UNFILTERED VETS

Unfiltered Opinions and Commentary from Two Combat Arms Veterans

Crypto: The New Beanie Babies for a Digital Age

Young adults today are diving headfirst into cryptocurrency, convinced they’ve found the next big financial revolution. But let’s be honest—crypto isn’t the new gold, and it’s certainly not the future of stable wealth. If anything, it’s the modern-day equivalent of Beanie Babies or Pokémon cards: a speculative craze where people are betting on an illusion of value rather than anything of real substance.

The Illusion of Value

At least with stocks, you’re investing in actual businesses. Publicly traded companies have earnings reports, balance sheets, and tangible assets. You can analyze their financial health, track their market position, and assess whether their stock price makes sense. Investing in a company means owning a piece of something real—something that provides goods, services, and generates revenue.

Crypto, on the other hand, has no earnings, no assets, no cash flow—just a price tag dictated by hype and speculation. The only reason a cryptocurrency has any value is that someone else is willing to pay more for it than you did. That’s not investing; that’s gambling. And unlike stocks, where you’re buying a stake in a company’s future, crypto is just a digital token floating in the ether, existing solely on the blockchain without any underlying foundation.

A Digital Mirage

Some argue that crypto is like commodities such as gold or oil—assets whose value is also based on market demand. The difference? Gold is tangible; you can hold it, melt it down, use it in manufacturing. Oil powers industries. Even real estate, another speculative market, gives you land or property that serves an actual function. Crypto, however, exists only as code on a decentralized ledger. You can’t wear it, build with it, or use it for anything other than digital transactions that most people still convert back into traditional currency.

The “People’s Currency” Myth

Crypto enthusiasts love to champion decentralization, insisting that Bitcoin and Ethereum free people from central banks and government control. But if that were truly the case, why is everyone so eager to cash out their holdings into U.S. dollars when they think the time is right? If crypto were as revolutionary as its believers claim, people would use it to pay rent, buy groceries, or hold it as a long-term store of value. Instead, most are just looking for the next person willing to pay more for their tokens—classic speculative mania.

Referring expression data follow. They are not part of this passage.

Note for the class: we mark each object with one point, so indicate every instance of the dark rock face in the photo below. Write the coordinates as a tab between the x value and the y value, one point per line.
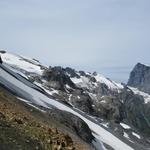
136	112
140	78
110	108
57	78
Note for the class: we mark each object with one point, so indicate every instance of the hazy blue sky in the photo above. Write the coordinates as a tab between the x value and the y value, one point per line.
109	36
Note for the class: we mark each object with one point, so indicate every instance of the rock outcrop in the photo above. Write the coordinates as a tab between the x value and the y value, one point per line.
140	78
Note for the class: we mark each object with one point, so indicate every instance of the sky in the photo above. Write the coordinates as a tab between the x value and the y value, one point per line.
107	36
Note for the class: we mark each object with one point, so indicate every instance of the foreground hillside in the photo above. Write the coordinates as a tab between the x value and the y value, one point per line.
24	127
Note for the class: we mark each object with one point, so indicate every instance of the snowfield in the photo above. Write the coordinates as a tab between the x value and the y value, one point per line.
28	92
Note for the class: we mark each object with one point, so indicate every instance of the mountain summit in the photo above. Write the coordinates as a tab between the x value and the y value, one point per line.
140	77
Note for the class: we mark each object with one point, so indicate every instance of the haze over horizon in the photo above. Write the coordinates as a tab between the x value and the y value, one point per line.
107	36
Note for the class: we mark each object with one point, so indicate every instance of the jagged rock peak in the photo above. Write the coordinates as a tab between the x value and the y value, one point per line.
140	77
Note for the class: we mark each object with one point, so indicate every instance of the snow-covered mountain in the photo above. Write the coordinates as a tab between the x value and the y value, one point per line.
115	114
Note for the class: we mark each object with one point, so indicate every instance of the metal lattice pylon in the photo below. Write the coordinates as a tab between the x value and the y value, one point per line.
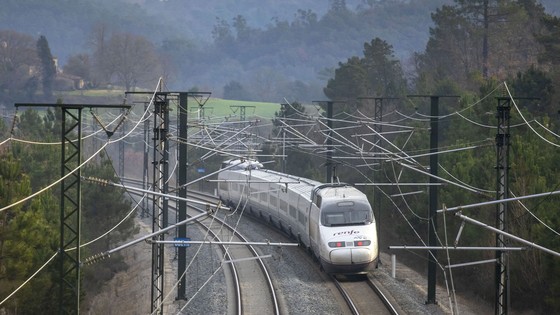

Warren Buffett and Charlie Munger Were Right

The late Charlie Munger famously called Bitcoin “rat poison squared,” and Warren Buffett has dismissed crypto as nothing more than a speculative bubble. I agree. Blockchain technology itself is innovative, but the idea that cryptocurrency is the future of money is deeply flawed. A currency should be stable and widely accepted, not a volatile asset people trade like a lottery ticket.

The Inevitable Crash

Like all financial manias, this one will end—it’s just a matter of when. Whether it collapses due to regulation, technological issues, or simply because the hype dies down, the writing is on the wall. We’ve seen it before with the dot-com bubble, housing market crashes, and even collectibles that once seemed like goldmines but are now sitting in attics gathering dust.

Young investors should think twice before putting their hard-earned money into something with no intrinsic value. Crypto is a game of musical chairs, and when the music stops, someone will be left holding the bag. Don’t let it be you.